Trauma: Controle de Hemorragia Exsanguinante no Pré-Hospitalar

PSU-MG - Processo Seletivo Unificado de Minas Gerais — Prova 2024

Enunciado

Paciente idoso vitima de colisão frontal de carro x objeto fixo no anel rodoviário. A ambulância do SAMU chegou ao local e realizou o atendimento pré-hospitalar. O paciente encontrava-se torporoso com Glasgow de 8, muito dispnéico e hipotenso, bem como apresentava uma amputação traumática da coxa com sangramento arterial ativo em jato da artéria femoral superficial. Considerando o atendimento pré-hospitalar ao trauma, qual a conduta emergencial a ser tomada para evitar a morte do paciente:

Alternativas

  1. A) Avaliar a letra A e realizar a entubação orotraqueal para proteção da via aérea.
  2. B) Avaliar a letra B e realizar a toracostomia por punção descompressiva, com jelco 14, no quinto espaço intercostal anteriormente à linha axilar média para alívio do pneumotórax hipertensivo.
  3. C) Avaliar a letra C e realizar o controle do sangramento da coxa com curativo oclusivo compressivo e punção de acesso periférico para reposição volêmica com soro fisiológico.
  4. D) Avaliar a letra X e controlar o sangramento exsanguinante da coxa com uso de torniquete e enfaixamento compressivo do coto de amputação.

Pérola Clínica

No trauma, controle de hemorragia exsanguinante (torniquete) precede via aérea se risco de morte iminente.

Resumo-Chave

Em um cenário de trauma com múltiplas lesões, a prioridade máxima é o controle de hemorragias exsanguinantes que representam risco de vida imediato. O uso de torniquete é a medida mais eficaz para controlar sangramentos arteriais graves em membros, mesmo antes da avaliação completa da via aérea em pacientes com Glasgow baixo, seguindo os princípios do XABCDE do trauma.

Contexto Educacional

O atendimento pré-hospitalar ao trauma é um pilar fundamental na cadeia de sobrevivência, visando identificar e tratar lesões com risco de vida imediato.

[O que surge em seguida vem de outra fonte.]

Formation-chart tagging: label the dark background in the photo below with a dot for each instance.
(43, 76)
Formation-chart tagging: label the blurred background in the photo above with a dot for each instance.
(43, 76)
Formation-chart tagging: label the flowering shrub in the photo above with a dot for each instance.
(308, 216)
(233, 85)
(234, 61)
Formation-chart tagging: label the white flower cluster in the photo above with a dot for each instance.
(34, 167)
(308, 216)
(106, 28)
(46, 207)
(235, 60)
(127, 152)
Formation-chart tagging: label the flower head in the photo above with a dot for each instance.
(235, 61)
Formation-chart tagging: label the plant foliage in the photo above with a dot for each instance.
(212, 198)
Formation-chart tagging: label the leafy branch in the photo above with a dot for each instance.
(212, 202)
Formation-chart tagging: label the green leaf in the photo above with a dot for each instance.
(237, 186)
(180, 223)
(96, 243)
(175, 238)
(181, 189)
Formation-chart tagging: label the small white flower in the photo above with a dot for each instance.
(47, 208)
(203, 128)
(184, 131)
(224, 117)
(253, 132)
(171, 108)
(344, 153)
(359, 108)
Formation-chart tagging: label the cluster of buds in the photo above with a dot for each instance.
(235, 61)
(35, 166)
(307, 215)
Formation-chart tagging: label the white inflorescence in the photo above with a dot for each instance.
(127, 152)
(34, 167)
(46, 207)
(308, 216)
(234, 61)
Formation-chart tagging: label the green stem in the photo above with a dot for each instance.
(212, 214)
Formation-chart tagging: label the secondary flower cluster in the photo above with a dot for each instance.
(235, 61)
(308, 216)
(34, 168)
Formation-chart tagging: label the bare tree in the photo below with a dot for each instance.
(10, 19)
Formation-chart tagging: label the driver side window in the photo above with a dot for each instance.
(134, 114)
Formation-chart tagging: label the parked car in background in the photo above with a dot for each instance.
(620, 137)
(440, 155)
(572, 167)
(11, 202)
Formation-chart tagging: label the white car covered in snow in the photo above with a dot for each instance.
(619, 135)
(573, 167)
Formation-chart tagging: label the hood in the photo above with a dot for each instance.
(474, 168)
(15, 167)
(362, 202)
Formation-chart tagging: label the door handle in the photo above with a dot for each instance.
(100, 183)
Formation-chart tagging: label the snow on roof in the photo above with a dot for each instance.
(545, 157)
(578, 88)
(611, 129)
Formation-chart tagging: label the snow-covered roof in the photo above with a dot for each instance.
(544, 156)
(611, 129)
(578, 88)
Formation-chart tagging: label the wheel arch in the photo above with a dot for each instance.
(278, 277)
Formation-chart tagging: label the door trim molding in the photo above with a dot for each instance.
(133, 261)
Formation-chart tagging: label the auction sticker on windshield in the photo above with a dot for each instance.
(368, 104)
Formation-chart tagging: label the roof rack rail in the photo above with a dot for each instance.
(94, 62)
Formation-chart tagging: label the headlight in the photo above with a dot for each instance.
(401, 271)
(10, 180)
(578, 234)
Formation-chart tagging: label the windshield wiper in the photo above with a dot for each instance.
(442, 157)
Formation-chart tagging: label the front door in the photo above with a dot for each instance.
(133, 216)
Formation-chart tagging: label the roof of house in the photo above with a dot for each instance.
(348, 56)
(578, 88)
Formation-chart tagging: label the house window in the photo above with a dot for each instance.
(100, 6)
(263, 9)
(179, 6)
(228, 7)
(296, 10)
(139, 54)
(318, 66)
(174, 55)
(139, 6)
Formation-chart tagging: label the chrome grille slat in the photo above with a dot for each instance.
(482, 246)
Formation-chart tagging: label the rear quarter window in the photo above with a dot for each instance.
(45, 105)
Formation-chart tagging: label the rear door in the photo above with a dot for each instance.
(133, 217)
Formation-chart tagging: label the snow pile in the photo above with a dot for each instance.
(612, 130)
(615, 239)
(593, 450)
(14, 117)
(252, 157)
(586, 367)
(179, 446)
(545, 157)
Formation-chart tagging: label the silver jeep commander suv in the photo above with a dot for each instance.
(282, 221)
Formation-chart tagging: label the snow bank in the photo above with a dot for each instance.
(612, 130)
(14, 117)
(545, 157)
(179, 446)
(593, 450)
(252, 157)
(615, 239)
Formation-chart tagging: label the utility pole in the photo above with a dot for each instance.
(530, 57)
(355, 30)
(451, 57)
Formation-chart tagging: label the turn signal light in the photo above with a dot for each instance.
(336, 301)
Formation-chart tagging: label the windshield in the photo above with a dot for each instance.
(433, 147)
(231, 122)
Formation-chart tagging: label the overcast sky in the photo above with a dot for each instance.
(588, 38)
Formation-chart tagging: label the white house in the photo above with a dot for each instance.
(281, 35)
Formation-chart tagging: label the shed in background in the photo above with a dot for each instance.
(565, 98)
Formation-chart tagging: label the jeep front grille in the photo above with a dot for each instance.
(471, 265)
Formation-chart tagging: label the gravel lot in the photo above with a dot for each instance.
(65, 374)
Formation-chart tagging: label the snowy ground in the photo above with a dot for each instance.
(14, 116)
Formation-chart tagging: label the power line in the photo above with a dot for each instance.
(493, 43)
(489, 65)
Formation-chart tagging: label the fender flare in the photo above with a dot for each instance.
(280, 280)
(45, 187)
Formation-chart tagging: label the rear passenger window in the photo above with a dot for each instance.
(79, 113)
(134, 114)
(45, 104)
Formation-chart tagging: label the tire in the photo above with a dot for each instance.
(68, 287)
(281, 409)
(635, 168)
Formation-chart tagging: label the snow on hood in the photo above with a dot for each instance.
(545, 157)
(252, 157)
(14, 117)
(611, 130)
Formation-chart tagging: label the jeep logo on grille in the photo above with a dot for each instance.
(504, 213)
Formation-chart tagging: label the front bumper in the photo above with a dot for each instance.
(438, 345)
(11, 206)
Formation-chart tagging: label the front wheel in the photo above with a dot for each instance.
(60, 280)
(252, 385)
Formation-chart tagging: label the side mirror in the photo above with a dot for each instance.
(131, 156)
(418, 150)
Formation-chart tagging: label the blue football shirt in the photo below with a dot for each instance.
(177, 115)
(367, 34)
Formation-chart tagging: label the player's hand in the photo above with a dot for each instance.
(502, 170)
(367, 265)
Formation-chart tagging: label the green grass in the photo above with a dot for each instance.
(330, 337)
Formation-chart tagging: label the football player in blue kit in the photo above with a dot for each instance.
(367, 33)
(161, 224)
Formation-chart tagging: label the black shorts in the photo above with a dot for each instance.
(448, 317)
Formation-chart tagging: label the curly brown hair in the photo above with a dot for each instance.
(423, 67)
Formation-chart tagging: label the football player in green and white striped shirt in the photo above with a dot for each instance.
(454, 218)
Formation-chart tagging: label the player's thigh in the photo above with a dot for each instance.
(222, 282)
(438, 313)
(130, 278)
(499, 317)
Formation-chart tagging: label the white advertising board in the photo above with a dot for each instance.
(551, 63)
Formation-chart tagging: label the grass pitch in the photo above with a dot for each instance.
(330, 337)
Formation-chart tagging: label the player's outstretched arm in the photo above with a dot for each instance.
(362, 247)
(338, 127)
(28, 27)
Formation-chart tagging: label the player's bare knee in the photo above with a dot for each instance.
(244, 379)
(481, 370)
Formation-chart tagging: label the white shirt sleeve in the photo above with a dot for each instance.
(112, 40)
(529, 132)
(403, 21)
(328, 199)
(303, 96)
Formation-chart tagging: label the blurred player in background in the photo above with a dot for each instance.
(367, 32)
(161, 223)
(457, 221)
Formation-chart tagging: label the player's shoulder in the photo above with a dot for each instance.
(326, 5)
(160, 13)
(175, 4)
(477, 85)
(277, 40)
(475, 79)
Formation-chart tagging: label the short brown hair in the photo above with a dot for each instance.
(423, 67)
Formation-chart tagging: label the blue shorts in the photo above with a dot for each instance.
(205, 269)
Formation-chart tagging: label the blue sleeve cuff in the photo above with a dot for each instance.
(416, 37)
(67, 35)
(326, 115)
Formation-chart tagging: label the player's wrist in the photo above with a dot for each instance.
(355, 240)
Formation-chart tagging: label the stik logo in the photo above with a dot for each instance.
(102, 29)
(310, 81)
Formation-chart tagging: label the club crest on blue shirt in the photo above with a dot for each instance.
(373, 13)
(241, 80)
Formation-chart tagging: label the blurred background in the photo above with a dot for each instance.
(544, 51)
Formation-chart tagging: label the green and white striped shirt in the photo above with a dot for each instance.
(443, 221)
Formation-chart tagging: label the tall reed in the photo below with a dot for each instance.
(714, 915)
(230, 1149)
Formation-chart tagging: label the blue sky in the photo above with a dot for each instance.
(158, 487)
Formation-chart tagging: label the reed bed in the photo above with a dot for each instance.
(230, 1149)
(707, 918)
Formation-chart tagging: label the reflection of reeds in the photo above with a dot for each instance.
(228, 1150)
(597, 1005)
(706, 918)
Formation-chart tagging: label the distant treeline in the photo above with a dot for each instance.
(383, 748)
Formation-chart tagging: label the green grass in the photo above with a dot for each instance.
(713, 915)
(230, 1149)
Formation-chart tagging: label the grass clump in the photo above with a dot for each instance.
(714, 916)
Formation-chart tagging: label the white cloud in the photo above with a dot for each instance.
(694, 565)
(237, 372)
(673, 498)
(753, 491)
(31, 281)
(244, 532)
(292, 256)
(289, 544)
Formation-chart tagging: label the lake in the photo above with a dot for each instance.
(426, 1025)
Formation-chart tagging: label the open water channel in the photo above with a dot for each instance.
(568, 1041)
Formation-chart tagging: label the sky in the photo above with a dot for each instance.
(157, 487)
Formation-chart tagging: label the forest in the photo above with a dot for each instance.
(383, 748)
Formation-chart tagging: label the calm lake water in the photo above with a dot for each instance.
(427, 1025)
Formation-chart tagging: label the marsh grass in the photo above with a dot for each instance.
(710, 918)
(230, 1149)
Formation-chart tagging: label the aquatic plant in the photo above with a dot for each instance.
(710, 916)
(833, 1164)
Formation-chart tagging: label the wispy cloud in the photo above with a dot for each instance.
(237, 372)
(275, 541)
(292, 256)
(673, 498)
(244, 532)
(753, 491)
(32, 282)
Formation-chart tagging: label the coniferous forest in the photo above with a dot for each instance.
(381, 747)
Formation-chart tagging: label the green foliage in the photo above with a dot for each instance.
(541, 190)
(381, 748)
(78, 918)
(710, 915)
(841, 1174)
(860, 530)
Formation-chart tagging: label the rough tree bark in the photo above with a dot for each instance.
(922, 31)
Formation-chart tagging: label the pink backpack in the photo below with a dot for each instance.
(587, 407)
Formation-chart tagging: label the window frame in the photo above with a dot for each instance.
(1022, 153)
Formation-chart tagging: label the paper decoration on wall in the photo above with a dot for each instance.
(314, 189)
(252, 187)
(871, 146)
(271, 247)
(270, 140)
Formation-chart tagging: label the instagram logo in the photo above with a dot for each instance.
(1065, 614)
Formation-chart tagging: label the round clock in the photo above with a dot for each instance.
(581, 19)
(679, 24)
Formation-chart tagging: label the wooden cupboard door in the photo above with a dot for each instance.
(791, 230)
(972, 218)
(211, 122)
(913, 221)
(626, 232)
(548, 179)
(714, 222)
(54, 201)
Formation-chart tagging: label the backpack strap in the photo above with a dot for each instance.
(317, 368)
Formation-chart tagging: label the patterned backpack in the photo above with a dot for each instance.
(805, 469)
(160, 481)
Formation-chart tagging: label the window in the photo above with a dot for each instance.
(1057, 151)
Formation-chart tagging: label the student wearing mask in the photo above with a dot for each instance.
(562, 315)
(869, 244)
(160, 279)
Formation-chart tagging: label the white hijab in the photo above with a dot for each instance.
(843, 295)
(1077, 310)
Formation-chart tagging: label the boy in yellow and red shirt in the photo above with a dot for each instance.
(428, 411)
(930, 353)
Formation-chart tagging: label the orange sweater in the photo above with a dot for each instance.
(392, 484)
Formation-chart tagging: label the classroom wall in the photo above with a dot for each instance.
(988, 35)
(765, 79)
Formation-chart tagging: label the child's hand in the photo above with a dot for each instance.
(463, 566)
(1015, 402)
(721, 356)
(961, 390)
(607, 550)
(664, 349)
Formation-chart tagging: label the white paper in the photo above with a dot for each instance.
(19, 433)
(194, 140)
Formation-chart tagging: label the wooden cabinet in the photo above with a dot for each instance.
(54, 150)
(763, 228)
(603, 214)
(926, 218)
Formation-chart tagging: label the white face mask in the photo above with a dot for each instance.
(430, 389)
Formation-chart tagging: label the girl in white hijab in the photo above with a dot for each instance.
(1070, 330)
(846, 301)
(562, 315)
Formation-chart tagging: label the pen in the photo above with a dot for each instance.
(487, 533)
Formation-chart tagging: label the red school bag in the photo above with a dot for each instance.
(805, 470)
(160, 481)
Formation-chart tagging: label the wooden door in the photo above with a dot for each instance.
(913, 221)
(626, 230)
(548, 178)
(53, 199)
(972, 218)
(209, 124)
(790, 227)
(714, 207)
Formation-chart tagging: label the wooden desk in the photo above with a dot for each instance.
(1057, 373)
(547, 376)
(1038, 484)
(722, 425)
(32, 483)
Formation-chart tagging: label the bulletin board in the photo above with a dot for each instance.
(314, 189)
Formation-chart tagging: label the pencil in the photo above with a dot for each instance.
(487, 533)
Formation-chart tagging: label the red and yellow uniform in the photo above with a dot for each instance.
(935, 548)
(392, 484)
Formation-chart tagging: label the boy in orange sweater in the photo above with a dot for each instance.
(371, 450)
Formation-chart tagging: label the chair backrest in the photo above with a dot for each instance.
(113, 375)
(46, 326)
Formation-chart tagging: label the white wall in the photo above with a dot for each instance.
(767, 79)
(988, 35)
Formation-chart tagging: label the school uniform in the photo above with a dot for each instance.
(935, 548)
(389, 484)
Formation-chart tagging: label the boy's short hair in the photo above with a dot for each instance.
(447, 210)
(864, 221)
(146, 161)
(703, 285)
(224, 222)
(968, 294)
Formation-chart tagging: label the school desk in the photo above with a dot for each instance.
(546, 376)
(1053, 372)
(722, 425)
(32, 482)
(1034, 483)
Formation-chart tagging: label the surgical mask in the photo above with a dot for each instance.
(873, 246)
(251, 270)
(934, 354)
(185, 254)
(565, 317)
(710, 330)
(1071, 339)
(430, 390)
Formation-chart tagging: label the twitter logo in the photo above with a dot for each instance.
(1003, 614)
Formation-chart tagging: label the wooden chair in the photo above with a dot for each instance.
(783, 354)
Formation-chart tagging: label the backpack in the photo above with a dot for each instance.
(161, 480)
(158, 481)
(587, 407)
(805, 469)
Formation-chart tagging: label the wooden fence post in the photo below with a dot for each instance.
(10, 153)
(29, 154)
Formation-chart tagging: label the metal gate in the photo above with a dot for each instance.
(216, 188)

A avaliação primária, guiada pelo mnemônico XABCDE, estabelece uma sequência de prioridades que otimiza as chances de sobrevida do paciente. A hemorragia exsanguinante (X) é a principal causa de morte evitável no trauma, e seu controle imediato é paramount, mesmo antes da avaliação da via aérea (A) ou da respiração (B). No caso de uma amputação traumática com sangramento arterial ativo, a aplicação de um torniquete é a intervenção mais rápida e eficaz para controlar a hemorragia e prevenir o choque hipovolêmico irreversível. Embora a via aérea seja crucial, um paciente sem sangue suficiente para perfundir o cérebro não se beneficiará de uma via aérea protegida se a hemorragia não for contida. O Glasgow de 8 indica comprometimento neurológico grave, mas a hipotensão e a dispneia, neste contexto, são secundárias à perda volêmica e à hipóxia tecidual. Residentes e estudantes devem internalizar a importância da abordagem sistemática do trauma, priorizando o que mata mais rápido. O uso correto do torniquete, a reposição volêmica adequada e a rápida identificação de outras lesões com risco de vida (como pneumotórax hipertensivo) são habilidades essenciais. A compreensão dos princípios do ATLS (Advanced Trauma Life Support) é indispensável para um manejo eficaz e para a tomada de decisões rápidas e assertivas em situações de emergência.

Perguntas Frequentes

Qual a ordem de prioridade no atendimento inicial ao trauma grave?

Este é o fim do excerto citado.